Les exceptions à ce principe d’absence de contrôle par la Cour de cassation se justifient, car le juge se prononce finalement sur des actes qui ont vocation à être très diffusés. On peut même dire que certains contrats acquièrent au moins un caractère de la loi : la généralité. Pour la plupart des conventions collectives et pour les contrat d’adhésion, ils possèdent même un deuxième caractère : il sont impersonnels. Il ne s’agit bien évidemment plus de contrat intuitus personnae. On pourrait même émettre l’idée que certains contrats d’adhésion, en matière de droit de la consommation, par exemple, touchent plus de personnes que certaines lois34.
Il était dès lors particulièrement mal venu que ces contrats, de portée très générale, subissent une interprétation divergente devant telle ou telle Cour d’Appel. Un contrôle de la Cour de cassation s’imposait donc, afin d’en unifier l’interprétation35.
Ces exceptions, qui quantitativement ne sont pas très nombreuses, il n’y a en a que quatre, sont très importantes qualitativement, en représentant une part importante du contentieux, et surtout une portion essentielle de la vie économique. Ils sont des vecteurs cardinaux des échanges économiques. Pour revenir sur la présentation dichotomique des compétences interprétatives, on peut se demander dans quelle mesure le principe d’absence d’interprétation par la Cour de cassation n’est pas vidé de sa substance par ces importantes exceptions ? L’absence d’interprétation souveraine de la Cour de cassation ne concerne finalement que les « véritables » contrats de gré à gré. On ne peut bien évidemment pas parler d’un domaine subsidiaire, mais force est de constater que le champ est pour le moins encadré.

Ce double contrôle de la Cour de cassation et cette multiplication d’exceptions en faveur de son interprétation directe concourent donc à encadrer strictement le champ de l’interprétation souveraine des contrats par les juges du fond, éloignant la pratique interprétative de la vision dichotomique, volontiers schématique. C’est en ce sens que l’importance de la jurisprudence méritait d’être soulignée. Cependant, au-delà de la détermination de ce domaine de l’interprétation, la même évolution prétorienne a profondément marqué les méthodes d’interprétation.

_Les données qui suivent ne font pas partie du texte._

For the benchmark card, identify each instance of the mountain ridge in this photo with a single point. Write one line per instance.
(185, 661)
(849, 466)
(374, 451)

  1. La méthode d’interprétation : une recherche de la commune intention des parties constamment réaffirmée.

Nous venons de répondre à la double question : qui interprète le contrat ? et quand un contrat est-il interprété ? Reste à déterminer désormais comment le contrat est-il interprété ? Le Code civil donne plusieurs directives d’interprétation au juge, dans ses articles 1156 et suivants. Cela étant, la jurisprudence a profondément façonné, ici aussi, la matière en faisant émerger de véritables « principes » d’interprétation, qui placent au fronton de la mission du juge la recherche de la commune intention des parties, le transformant en véritable « gardien naturel de la foi contractuelle »36.